Which brings us to today, Thursday. It’s not raining right now. However, my umbrella is in the back seat of my car. I bet it will be raining by the time I leave.

Helpful Hints for Linking to Blogs

At the bottom of each post I put up, there is a link that says “Permalink”. Those links are to individual blog entries; so, for example, if you wanted to link to, oh, I don’t know, the post that had the 10 Things I Hate About Commandments video, as an example, you could either:

  1. Create a link to http://www.sernaferna.com or http://sernaferna.blogspot.com, and instruct the reader to look for the May 17th post. OR
  2. Use the “Permalink”, and simply link to http://sernaferna.blogspot.com/2006/05/10-things-i-hate-about-commandments.html
You can either right-click on the “Permalink” link, and copy the address from there (in Explorer, it’s Copy Shortcut, in Firefox it’s Copy Link Location), or you can click it, and then copy the address from the Address bar in your browser.

And, on a completely unrelated topic, I bet some of you didn’t think I read your blogs on a regular basis, but I do. hehe

Wednesday, May 17, 2006

10 Things I Hate About Commandments

I won’t have time to post to the blog today; much too busy. But I did have time to read Raymi’s blog, and steal an idea from her; the following is from YouTube:

The link above to Raymi’s blog has a link to her Buzznet site, where I originally saw the video.

Monday, May 15, 2006

Mother's Weekend

I don’t really have too much to write about, but I have a few minutes, so let’s get to it!

We did the Mother’s Day thing on Saturday, because that was when my family was able to get together. Nothing special; just got together at my grandparents’ house, with my parents and one of my cousins, and had a nice meal.
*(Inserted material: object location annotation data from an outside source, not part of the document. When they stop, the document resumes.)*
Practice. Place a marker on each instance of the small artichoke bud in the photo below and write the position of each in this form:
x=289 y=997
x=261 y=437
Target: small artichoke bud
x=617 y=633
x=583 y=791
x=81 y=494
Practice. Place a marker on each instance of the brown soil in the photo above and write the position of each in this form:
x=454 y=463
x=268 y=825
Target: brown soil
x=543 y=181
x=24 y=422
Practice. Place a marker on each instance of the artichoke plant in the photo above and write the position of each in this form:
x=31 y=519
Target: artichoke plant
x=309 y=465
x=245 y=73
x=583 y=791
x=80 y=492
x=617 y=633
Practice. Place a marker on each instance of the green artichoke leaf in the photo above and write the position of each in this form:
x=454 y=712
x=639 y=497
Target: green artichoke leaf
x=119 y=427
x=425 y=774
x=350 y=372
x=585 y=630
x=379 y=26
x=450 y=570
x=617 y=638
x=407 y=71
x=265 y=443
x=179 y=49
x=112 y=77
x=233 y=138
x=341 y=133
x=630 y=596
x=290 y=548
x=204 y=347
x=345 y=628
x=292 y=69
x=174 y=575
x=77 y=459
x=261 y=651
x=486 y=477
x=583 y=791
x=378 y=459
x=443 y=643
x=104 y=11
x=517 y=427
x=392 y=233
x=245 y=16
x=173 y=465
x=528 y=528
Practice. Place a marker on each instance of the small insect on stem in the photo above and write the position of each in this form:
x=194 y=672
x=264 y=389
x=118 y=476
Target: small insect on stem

Including asparagus, which is my favourite vegetable (I think), and which was really fresh. Right off of the farmer’s field. So that was good.

My mom also brought me a cake, since my birthday just passed; beet cake, with home-made cream cheese icing. (It’s like carrot cake, but with beets instead of carrots, obviously.) This is my favourite type of cake; every year, for my birthday, my mom makes it for me. Except for the last couple of years, because she had lost the recipe. But she has now re-found it, so I got my cake this year. (And I ate it too. *insert canned laughter here*) Unfortunately, she can’t remember where she found it, so there is a chance I won’t get my cake next year, if she puts it back there and “loses” it again. At any rate, I have a very large amount of cake sitting in my fridge, but I’m sure I’ll be able to get through it, because I like this cake enough that I usually have some after every meal. And sometimes between meals. But hardly ever as a substitute for a meal.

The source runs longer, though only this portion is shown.